Performers who commit an offense under the law also face a jail sentence of up to a year.

Specifically, the bill states that individuals who control the premises of a commercial enterprise may not allow a sexually oriented performance to be presented in the presence of anyone under the age of 18.

Under the bill, “sexually oriented performance” is defined as a visual performance in which the entertainer is nude, is a male performer exhibiting as a female, or a female performer exhibiting as a male and is wearing “clothing, makeup, or other similar physical markers and who sings, lip syncs, dances, or otherwise performs before an audience” and appeals to the “prurient interest in sex.”

Such performances would also be criminalized if they meet several other definitions for “sexual conduct,” regardless of the performer’s dress or gender presentation, including actual or simulated sexual acts or actual contact or simulated contact occurring between one person and the “buttocks, breast, or any part of the genitals of another person” among others.

The Texas Senate voted 21–10 to approve the measure, which if passed, would go into effect in September this year.

Lawmakers also voted to grant approval to Senate Bill 1601, which was also introduced by Hughes. Under that bill, municipal libraries in the state would be banned from receiving state funds if they host an event at which a “man presenting as a woman or a woman presenting as a man reads a book or a story to a minor for entertainment and the person being dressed as the opposite gender is a primary component of the entertainment.”

State funds for the municipal library would be denied for the fiscal year following the year in which they hosted such an event, according to the bill.

The Senate voted preliminarily 20–9 to approve that measure. Both of the bills require another vote in the Senate before they can be sent to the House.

Republican lawmakers in the state have argued that the bills are needed to protect children from sexually explicit performances.

Hughes told The Dallas Morning News on Tuesday that the bills are about “what children should be exposed to, something that I believe, I hope, we’ll have common ground on.” He also cited several examples in which there has been “explicit touching” between children and drag show performers.

However, LGBTQ advocates and drag performers claim that not all drag performances are inherently sexual in nature.

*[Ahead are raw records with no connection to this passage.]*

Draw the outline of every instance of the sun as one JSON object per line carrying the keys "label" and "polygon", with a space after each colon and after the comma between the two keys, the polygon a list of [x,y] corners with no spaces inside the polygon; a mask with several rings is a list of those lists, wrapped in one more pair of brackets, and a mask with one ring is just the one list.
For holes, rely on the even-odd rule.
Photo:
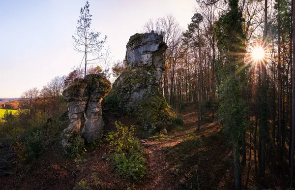
{"label": "sun", "polygon": [[262,60],[265,56],[265,52],[263,48],[261,46],[256,47],[252,52],[252,58],[253,60]]}

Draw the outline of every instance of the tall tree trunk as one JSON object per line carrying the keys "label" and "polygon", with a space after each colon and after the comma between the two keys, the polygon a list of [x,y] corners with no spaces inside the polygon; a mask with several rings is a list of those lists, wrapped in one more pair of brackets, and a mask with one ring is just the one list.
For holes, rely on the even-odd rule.
{"label": "tall tree trunk", "polygon": [[[295,0],[292,1],[293,17],[295,18]],[[290,159],[290,182],[293,181],[293,172],[294,171],[294,149],[295,148],[295,22],[293,20],[293,41],[292,51],[293,59],[292,60],[292,143],[291,144],[291,153]]]}
{"label": "tall tree trunk", "polygon": [[234,171],[235,175],[235,187],[236,190],[242,189],[241,171],[239,165],[239,154],[237,142],[233,142],[233,154],[234,156]]}
{"label": "tall tree trunk", "polygon": [[282,161],[283,152],[282,145],[282,75],[281,69],[281,19],[280,14],[281,10],[280,7],[280,0],[278,0],[278,141],[279,141],[279,158]]}
{"label": "tall tree trunk", "polygon": [[[266,37],[267,35],[267,0],[265,1],[265,27],[263,32],[263,49],[266,52],[267,50]],[[262,178],[264,178],[265,165],[266,161],[266,141],[268,132],[267,128],[267,89],[266,89],[266,59],[264,56],[262,68],[262,84],[261,86],[261,115],[260,117],[260,126],[259,128],[260,146],[259,149],[260,162],[259,171]]]}
{"label": "tall tree trunk", "polygon": [[[198,38],[200,42],[200,31],[198,28]],[[198,116],[198,130],[200,130],[200,123],[202,116],[202,62],[201,59],[201,46],[199,46],[199,113]]]}

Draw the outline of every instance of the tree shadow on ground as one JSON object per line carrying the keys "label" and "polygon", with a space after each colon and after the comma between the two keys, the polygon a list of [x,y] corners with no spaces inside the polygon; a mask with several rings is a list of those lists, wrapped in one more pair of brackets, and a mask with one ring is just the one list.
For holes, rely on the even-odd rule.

“We just need to understand that drag is not inherently sexual, and queer expression is not inherently sexual,” Austin-based drag performer Brigitte Bandit told The Texas Tribune in March.

The approval of the latest bills came after the Texas Senate on Tuesday granted final approval to a separate bill banning certain procedures and treatments for gender-transitioning minors.

That bill, filed by state Sen. Donna Campbell, a Republican, bans medical professionals from providing puberty blockers, cross-sex hormones, and surgical interventions to children under 18 for the purpose of helping a child transition from their biological sex.

However, exceptions are made in the bill in certain cases, such as when the child is experiencing precocious puberty or if the minor is born with a medically verifiable genetic disorder of sex development.

That legislation now heads to the Texas House of Representatives for debate.

Lawmakers in Tennessee passed and signed a law earlier this year that forbids drag shows from being held while minors are present, but a federal judge last week imposed a temporary restraining order blocking the law from taking effect on its scheduled date of April 1. Further hearings regarding the case are set to be scheduled soon.